China on Pace for Record Solar Power Installations

China on Pace for Record Solar Power InstallationsChina on Pace for Record Solar Power Installations

China, the world’s biggest carbon emitter, is poised to install a record amount of solar power capacity this year, prompting researchers to boost forecasts as much as 80%.

About 54 gigawatts will be put in place this year, Bloomberg New Energy Finance said on Monday, raising a forecast of more than 30 gigawatts made in July. That amount of additional capacity would likely surpass all the solar energy generated in Japan in 2017.

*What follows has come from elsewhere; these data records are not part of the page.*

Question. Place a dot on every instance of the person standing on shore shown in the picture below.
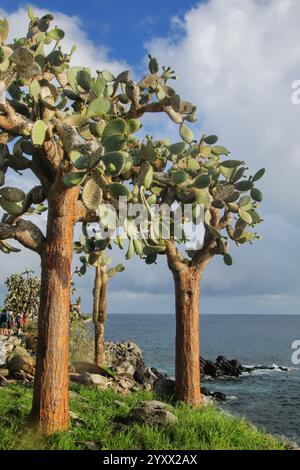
(3, 322)
(19, 323)
(10, 323)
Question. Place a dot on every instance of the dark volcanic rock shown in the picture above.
(222, 367)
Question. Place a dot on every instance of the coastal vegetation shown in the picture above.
(75, 132)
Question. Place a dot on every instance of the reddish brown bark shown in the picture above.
(100, 312)
(187, 290)
(50, 411)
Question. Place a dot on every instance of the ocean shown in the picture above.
(270, 399)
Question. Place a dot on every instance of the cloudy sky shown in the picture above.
(236, 60)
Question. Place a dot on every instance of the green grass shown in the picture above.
(101, 416)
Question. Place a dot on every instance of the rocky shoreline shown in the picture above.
(126, 370)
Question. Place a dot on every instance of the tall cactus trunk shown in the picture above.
(100, 312)
(187, 289)
(50, 409)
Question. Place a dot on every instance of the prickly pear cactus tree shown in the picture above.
(223, 205)
(23, 294)
(93, 250)
(74, 131)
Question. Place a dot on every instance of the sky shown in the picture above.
(236, 60)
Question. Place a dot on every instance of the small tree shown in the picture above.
(95, 256)
(23, 294)
(74, 131)
(196, 174)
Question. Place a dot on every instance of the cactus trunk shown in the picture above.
(50, 409)
(100, 312)
(187, 289)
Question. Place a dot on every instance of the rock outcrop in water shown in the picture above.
(221, 367)
(224, 367)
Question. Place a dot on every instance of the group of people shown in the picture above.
(8, 323)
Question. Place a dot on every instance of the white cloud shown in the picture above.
(236, 60)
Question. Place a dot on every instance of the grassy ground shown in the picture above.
(100, 417)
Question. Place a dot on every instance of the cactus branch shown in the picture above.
(10, 120)
(26, 233)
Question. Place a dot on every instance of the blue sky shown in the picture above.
(121, 25)
(236, 60)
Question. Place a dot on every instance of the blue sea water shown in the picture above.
(267, 398)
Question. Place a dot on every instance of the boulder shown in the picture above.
(154, 413)
(4, 373)
(230, 368)
(118, 353)
(125, 368)
(222, 367)
(80, 379)
(3, 352)
(21, 362)
(31, 342)
(81, 367)
(148, 375)
(164, 387)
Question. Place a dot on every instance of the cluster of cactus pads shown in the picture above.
(93, 120)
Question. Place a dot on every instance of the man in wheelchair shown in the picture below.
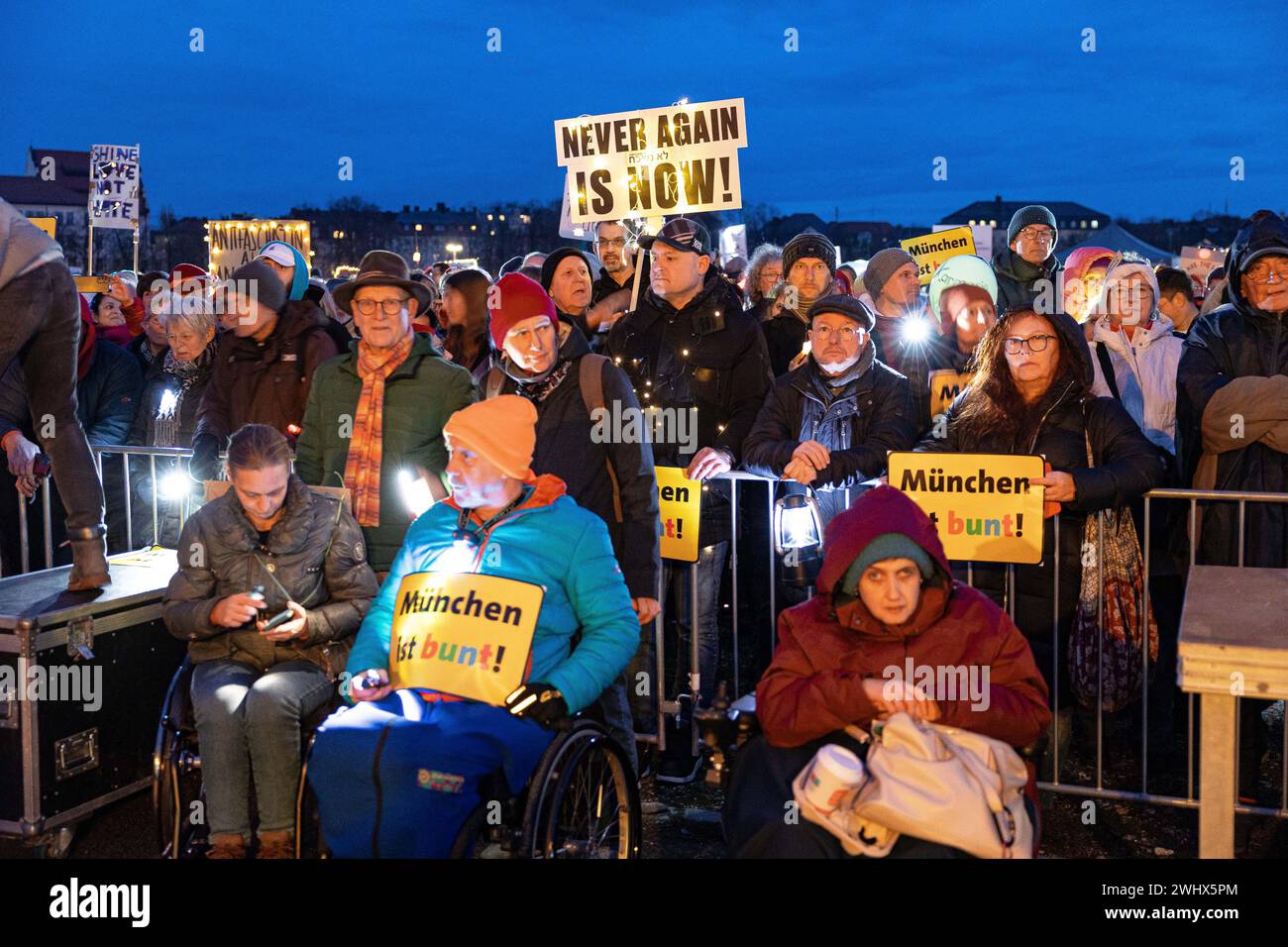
(887, 621)
(465, 659)
(254, 681)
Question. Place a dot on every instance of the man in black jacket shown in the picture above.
(578, 394)
(809, 263)
(829, 423)
(1026, 266)
(1231, 375)
(692, 352)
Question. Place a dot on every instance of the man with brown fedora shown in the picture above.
(375, 415)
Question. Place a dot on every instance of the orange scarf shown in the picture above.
(362, 468)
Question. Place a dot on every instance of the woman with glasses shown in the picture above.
(1031, 394)
(1026, 265)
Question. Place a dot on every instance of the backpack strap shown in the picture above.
(1107, 368)
(493, 382)
(590, 377)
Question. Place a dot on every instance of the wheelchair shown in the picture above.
(176, 777)
(583, 801)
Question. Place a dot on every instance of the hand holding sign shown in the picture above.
(1059, 488)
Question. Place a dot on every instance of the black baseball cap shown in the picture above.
(683, 235)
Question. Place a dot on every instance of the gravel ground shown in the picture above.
(684, 821)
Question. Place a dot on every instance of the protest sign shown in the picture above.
(114, 171)
(652, 161)
(980, 234)
(945, 384)
(236, 243)
(681, 512)
(93, 283)
(463, 634)
(932, 249)
(982, 504)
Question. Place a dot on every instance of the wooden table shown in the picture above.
(1234, 643)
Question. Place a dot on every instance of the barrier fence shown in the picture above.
(168, 499)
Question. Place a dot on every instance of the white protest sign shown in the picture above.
(653, 161)
(114, 170)
(236, 243)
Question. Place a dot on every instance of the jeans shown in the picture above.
(40, 315)
(675, 589)
(248, 720)
(398, 777)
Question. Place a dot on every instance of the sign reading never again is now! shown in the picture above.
(983, 504)
(652, 161)
(679, 501)
(463, 634)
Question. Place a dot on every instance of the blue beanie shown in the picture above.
(889, 545)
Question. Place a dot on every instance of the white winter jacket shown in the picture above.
(1145, 372)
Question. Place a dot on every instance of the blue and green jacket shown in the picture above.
(548, 540)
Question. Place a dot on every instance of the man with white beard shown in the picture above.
(614, 252)
(829, 423)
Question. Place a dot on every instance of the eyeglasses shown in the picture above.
(1263, 277)
(391, 307)
(1035, 343)
(1037, 235)
(842, 333)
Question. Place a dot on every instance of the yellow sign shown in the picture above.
(934, 249)
(93, 283)
(679, 501)
(236, 243)
(982, 504)
(463, 634)
(945, 384)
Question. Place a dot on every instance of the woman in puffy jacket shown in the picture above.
(252, 685)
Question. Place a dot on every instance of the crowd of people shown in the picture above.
(460, 414)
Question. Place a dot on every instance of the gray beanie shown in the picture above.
(1031, 214)
(809, 244)
(261, 278)
(881, 266)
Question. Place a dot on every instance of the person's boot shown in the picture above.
(89, 560)
(227, 847)
(278, 844)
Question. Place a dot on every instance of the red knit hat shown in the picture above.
(513, 299)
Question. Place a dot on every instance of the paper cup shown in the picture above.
(833, 774)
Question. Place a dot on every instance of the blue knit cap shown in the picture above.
(889, 545)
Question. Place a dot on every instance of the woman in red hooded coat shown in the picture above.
(885, 598)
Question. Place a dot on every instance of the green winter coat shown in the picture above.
(420, 395)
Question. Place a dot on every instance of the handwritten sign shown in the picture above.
(114, 171)
(983, 504)
(236, 243)
(463, 634)
(681, 509)
(653, 161)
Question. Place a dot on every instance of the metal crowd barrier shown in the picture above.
(106, 455)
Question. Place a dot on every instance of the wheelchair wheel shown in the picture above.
(584, 799)
(175, 772)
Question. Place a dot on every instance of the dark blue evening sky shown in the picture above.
(1145, 125)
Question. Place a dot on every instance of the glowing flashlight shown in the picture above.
(415, 492)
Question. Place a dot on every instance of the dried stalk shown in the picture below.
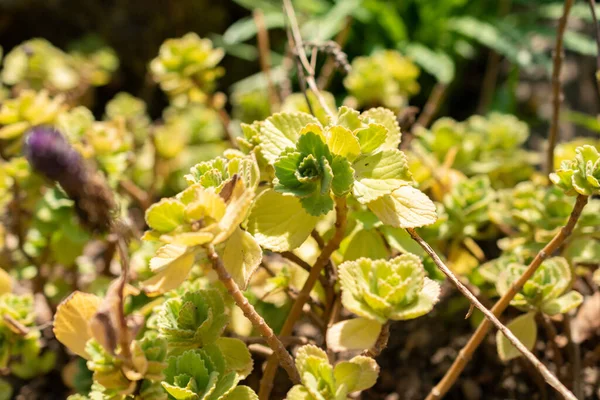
(258, 322)
(298, 46)
(537, 364)
(432, 105)
(558, 57)
(467, 351)
(264, 52)
(597, 30)
(341, 209)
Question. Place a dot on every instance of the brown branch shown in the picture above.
(329, 67)
(548, 376)
(301, 55)
(467, 351)
(432, 105)
(551, 335)
(136, 193)
(380, 343)
(558, 57)
(264, 55)
(258, 322)
(266, 384)
(597, 30)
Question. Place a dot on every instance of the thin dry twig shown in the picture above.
(264, 56)
(341, 209)
(279, 351)
(597, 29)
(557, 96)
(467, 351)
(548, 376)
(298, 46)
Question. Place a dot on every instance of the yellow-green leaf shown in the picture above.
(279, 222)
(241, 256)
(166, 215)
(353, 334)
(341, 141)
(525, 329)
(71, 321)
(406, 207)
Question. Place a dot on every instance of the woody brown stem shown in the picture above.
(258, 322)
(341, 209)
(467, 351)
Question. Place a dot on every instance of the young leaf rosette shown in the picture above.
(546, 291)
(580, 175)
(378, 291)
(193, 320)
(354, 154)
(208, 212)
(320, 380)
(204, 374)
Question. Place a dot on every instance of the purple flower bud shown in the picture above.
(51, 155)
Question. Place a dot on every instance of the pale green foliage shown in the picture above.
(187, 68)
(380, 290)
(321, 381)
(385, 78)
(36, 63)
(29, 109)
(580, 175)
(484, 145)
(133, 111)
(193, 320)
(467, 206)
(20, 347)
(546, 291)
(203, 374)
(525, 329)
(116, 378)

“The number of rooftop solar plants and projects aimed at easing poverty was more than expected and developers rushed to build some ground-mounted solar projects before they were allocated subsidies,” Yvonne Liu, a BNEF analyst in Beijing, said.

The market growth has benefited top panel producers, including JinkoSolar Holding Company and Trina Solar Ltd.

China installed 43 gigawatts of solar power in the first nine months of 2017, already above the 34.5 gigawatts for all of last year.

The country has been the world’s biggest solar market since 2013. It surpassed Germany for having the most installed photovoltaic power capacity two years ago.

CCB International Securities Ltd. raised its forecast for China’s solar power capacity to 55 gigawatts from 40 gigawatts for 2018, according to a Nov. 17 note.

 “We have a bright outlook for the entire supply chain of China’s solar sector as new policies are introduced to liberalize direct power sales for distributed power generation and based on our assumption of tariff hikes and a higher renewable surcharge in 2018,” CCB said.

China also aims to resolve the problem of wasted power in its renewable energy sector by 2020, according to the country's National Energy Administration.

The country has vowed to raise the share of its renewable and non-fossil fuel power consumption to 15% of total energy mix by 2020 and 20% by 2030.

Power generated from wind, solar and hydro power plants is often wasted, as there is not enough transmission capacity to absorb the electricity, leading to high curtailment rates, especially in northwestern part of the country.